Storytelling at the Hospital

Last week I had the awesome opportunity to perform at Metro Health Hospital in Cleveland, Ohio. This was one of my first experiences performing in a hospital setting, and it was for a children’s outpatient clinic. The clinic was having a back to school party and looking for a new form of entertainment. They happened upon my bio on GigSalad and decided to give me a try.

When I spoke with the Child Life Specialist who was coordinating the event, she warned me that since it was an outpatient clinic, the children could be coming and going as they arrived then got called for their appointments. Since they’d never had a storyteller before, she decided to give me a 30 minute time slot, and I agreed to tell three shorter stories in the hopes that even if the children did get called out in the midst of the performance that each one would be able to see at least one complete story.

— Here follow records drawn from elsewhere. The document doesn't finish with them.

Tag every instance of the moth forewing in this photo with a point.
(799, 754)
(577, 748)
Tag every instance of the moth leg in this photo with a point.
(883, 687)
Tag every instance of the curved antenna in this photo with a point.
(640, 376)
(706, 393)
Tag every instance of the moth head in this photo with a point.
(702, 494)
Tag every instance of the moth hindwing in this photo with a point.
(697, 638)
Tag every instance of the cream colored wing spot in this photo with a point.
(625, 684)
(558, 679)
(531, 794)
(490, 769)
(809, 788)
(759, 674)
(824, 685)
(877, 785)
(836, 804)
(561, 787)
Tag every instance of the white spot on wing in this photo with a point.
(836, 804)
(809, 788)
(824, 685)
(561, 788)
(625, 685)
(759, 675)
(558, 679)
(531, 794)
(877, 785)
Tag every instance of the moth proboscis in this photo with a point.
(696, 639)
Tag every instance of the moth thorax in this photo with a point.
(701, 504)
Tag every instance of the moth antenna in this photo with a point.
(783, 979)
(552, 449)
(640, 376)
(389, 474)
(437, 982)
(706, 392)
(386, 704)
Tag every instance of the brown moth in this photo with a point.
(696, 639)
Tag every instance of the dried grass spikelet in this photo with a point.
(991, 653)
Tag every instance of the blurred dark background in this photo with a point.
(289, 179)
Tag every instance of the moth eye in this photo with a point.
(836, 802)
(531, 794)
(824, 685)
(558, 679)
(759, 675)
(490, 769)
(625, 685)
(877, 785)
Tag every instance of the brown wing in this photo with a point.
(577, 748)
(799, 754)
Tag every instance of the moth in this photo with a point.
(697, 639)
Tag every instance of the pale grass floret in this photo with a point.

When I asked about age range, she said that it could be anywhere from early elementary students all the way up to teens — it just depended on who was scheduled at the clinic that day. Not knowing exactly who my audience would be, I decided to pack my “story bag” with a lot of different props and gauge which stories would be most appropriate on the spot. Being that I was going to be in a hospital setting, I had also asked ahead of time if the children would be allowed to wear the different costume pieces that I typically bring. For health reasons, I was asked to avoid this — so I chose stories in which more puppets and props were used instead of costumes.

Upon arrival, I had no idea what to expect, but I was led to a little room with about 15 chairs for audience members. Three sisters showed up. They were actually waiting for their mother who was having a pre-natal appointment. Shortly after that, two other girls arrived; then two more; then two boys, one accompanied by his grandmother in a mechanical wheelchair. A few staff members were on hand as well. The crowd turned out to be rather diverse, both in age and ethnic background. At first I wondered how hard it would be to win over the older children who made up the majority of the crowd, but in no time, they were drawn in and participating as eagerly as the younger ones. Honestly though, I’m not sure who was having more fun — me or the children — as I regaled them with tales of frogs, snakes, giraffes and crocodiles from the African continent as well as my favorite Nasruddin tale from Turkey! They were such a fantastic audience that I think I could have stayed telling stories all day!

One of the young boys was having such a great time that when he was called for his appointment his grandmother whispered to the nurse, “Oh please, can he stay just a little longer? He’s enjoying this so much!” In between stories, she told me that she was too! At the conclusion of the performance, one of the nurses popped in and told me, “That was so much fun! I kept peeking in every chance I got. I wanted to stay and watch and hear how the story ended, but I kept getting called back to work!”

Afterward, the children returned to the regular waiting room. Some of them had siblings that had declined to come to the performance because they felt that they were “too old” for storytelling. Their somewhat younger siblings put them in their place saying, “You missed it! It was so cool!” Hopefully next time, they’ll reconsider!

As C.S. Lewis once said, “Some day you will be old enough to start reading fairy tales again.”

Are you there yet? I’m sure glad I am.

(As an aside, the performance received such a wonderful response that it looks as though I’ll be going back for an inpatient event in the future! I can’t wait!)